Piero Vettori (Florence, 14991585) Petrus Victorius en latin, est un philologue et humaniste italien, éditeur des auteurs antiques.

Biographie[modifier | modifier le code]

Piero Vettori fait partie d'une grande famille oligarchique florentine. Cousin de Francesco Vettori, il se forme à la littérature antique à Florence. Il commence des études de droit à Pise mais doit les abandonner pour des raisons de santé.
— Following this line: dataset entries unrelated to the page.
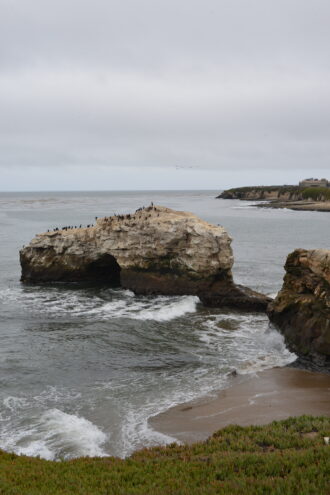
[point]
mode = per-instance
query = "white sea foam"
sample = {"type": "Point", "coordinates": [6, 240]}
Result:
{"type": "Point", "coordinates": [146, 308]}
{"type": "Point", "coordinates": [122, 304]}
{"type": "Point", "coordinates": [56, 435]}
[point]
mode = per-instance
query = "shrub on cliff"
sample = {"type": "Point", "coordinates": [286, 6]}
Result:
{"type": "Point", "coordinates": [286, 457]}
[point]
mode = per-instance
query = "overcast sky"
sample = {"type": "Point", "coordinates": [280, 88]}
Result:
{"type": "Point", "coordinates": [163, 94]}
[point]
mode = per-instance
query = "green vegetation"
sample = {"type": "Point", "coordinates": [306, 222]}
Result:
{"type": "Point", "coordinates": [283, 458]}
{"type": "Point", "coordinates": [317, 193]}
{"type": "Point", "coordinates": [259, 191]}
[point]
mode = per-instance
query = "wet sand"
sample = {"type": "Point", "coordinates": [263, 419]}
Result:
{"type": "Point", "coordinates": [269, 395]}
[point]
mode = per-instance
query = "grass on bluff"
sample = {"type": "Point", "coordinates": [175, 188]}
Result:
{"type": "Point", "coordinates": [284, 458]}
{"type": "Point", "coordinates": [317, 193]}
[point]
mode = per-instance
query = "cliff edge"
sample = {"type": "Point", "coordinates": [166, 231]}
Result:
{"type": "Point", "coordinates": [301, 309]}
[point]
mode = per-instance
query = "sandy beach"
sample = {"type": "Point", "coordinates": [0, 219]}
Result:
{"type": "Point", "coordinates": [270, 395]}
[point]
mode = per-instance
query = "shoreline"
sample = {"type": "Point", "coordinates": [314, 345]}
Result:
{"type": "Point", "coordinates": [323, 206]}
{"type": "Point", "coordinates": [266, 396]}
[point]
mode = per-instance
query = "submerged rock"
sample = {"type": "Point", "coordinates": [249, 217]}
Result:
{"type": "Point", "coordinates": [301, 309]}
{"type": "Point", "coordinates": [156, 250]}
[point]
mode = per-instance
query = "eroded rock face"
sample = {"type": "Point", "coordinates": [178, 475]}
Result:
{"type": "Point", "coordinates": [301, 309]}
{"type": "Point", "coordinates": [156, 250]}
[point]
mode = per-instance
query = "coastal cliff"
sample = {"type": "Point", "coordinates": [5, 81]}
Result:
{"type": "Point", "coordinates": [156, 250]}
{"type": "Point", "coordinates": [263, 193]}
{"type": "Point", "coordinates": [301, 309]}
{"type": "Point", "coordinates": [292, 197]}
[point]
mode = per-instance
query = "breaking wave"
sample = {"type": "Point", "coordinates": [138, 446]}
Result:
{"type": "Point", "coordinates": [107, 304]}
{"type": "Point", "coordinates": [57, 435]}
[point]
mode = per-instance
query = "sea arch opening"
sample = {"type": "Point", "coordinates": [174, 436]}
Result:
{"type": "Point", "coordinates": [104, 269]}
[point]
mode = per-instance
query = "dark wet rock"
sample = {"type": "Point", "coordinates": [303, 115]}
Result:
{"type": "Point", "coordinates": [301, 309]}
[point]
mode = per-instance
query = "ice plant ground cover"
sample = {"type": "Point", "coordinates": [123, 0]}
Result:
{"type": "Point", "coordinates": [285, 457]}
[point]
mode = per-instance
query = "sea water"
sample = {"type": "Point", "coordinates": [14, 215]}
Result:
{"type": "Point", "coordinates": [82, 368]}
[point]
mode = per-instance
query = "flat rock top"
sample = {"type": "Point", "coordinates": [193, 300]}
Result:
{"type": "Point", "coordinates": [153, 236]}
{"type": "Point", "coordinates": [157, 216]}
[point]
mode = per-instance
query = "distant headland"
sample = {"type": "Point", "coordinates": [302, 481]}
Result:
{"type": "Point", "coordinates": [310, 194]}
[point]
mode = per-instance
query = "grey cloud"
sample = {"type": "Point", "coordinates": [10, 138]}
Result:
{"type": "Point", "coordinates": [214, 84]}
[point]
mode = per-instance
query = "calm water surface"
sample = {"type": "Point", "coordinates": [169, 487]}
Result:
{"type": "Point", "coordinates": [82, 368]}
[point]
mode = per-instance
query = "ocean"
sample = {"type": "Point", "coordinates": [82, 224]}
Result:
{"type": "Point", "coordinates": [82, 368]}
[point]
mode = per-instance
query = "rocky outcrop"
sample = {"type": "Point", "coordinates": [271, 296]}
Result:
{"type": "Point", "coordinates": [301, 309]}
{"type": "Point", "coordinates": [156, 250]}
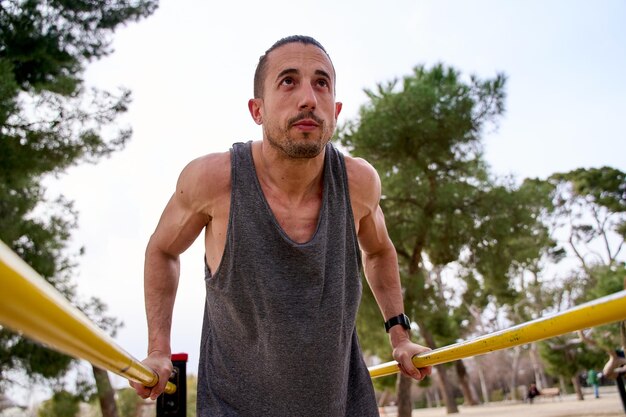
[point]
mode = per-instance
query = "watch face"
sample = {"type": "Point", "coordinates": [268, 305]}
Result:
{"type": "Point", "coordinates": [402, 320]}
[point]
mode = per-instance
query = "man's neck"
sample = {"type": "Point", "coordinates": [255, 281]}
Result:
{"type": "Point", "coordinates": [296, 178]}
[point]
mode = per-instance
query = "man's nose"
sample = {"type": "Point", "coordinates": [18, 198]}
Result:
{"type": "Point", "coordinates": [308, 99]}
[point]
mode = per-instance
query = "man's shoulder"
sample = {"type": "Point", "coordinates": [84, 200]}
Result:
{"type": "Point", "coordinates": [205, 178]}
{"type": "Point", "coordinates": [364, 185]}
{"type": "Point", "coordinates": [361, 174]}
{"type": "Point", "coordinates": [213, 164]}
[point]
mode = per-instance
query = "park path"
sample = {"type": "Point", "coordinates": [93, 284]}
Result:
{"type": "Point", "coordinates": [608, 405]}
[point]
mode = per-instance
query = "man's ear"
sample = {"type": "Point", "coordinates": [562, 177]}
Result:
{"type": "Point", "coordinates": [255, 107]}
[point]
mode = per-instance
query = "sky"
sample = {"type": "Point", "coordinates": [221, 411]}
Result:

Il rentre à Florence et se remet à l'étude des auteurs antiques dans le Studio fiorentino où quelques enseignements ont été maintenus après le transfert de l'université à Pise.

En 1522, il fait à un voyage en Espagne avec son cousin Paolo Vettori, amiral des galères pontificales, parti chercher le nouveau pape Adrien VI. Il recueille en Catalogne des inscriptions antiques.

Au moment de la République florentine (1527-1530), Piero Vettori prend parti pour la République. Il est un de ses ambassadeurs, occupe divers postes, il prononce un des discours à la milice florentine. Après le retour des Médicis en 1530, il se retire quelques mois dans sa propriété agricole de San Casciano in Val di Pesa où il s'occupe de questions agricoles. Il rentre très rapidement à Florence.

Dès son arrivée au pouvoir, le grand-duc Cosme Ier de Médicis le fait solliciter pour devenir professeur au Studio. Vettori hésite un moment, séjourne quelques semaines à Rome pour y chercher un emploi mais rentre à Florence et devient professeur de latin et de grec, puis de grec uniquement, au Studio, où il restera jusqu'à sa retraite en 1584. Parallèlement, il commence à s'occuper d'éditer les auteurs antiques en participant à l'édition des œuvres complètes de Cicéron chez les Giunti de Venise, complétant ainsi le premier volume de Navagero.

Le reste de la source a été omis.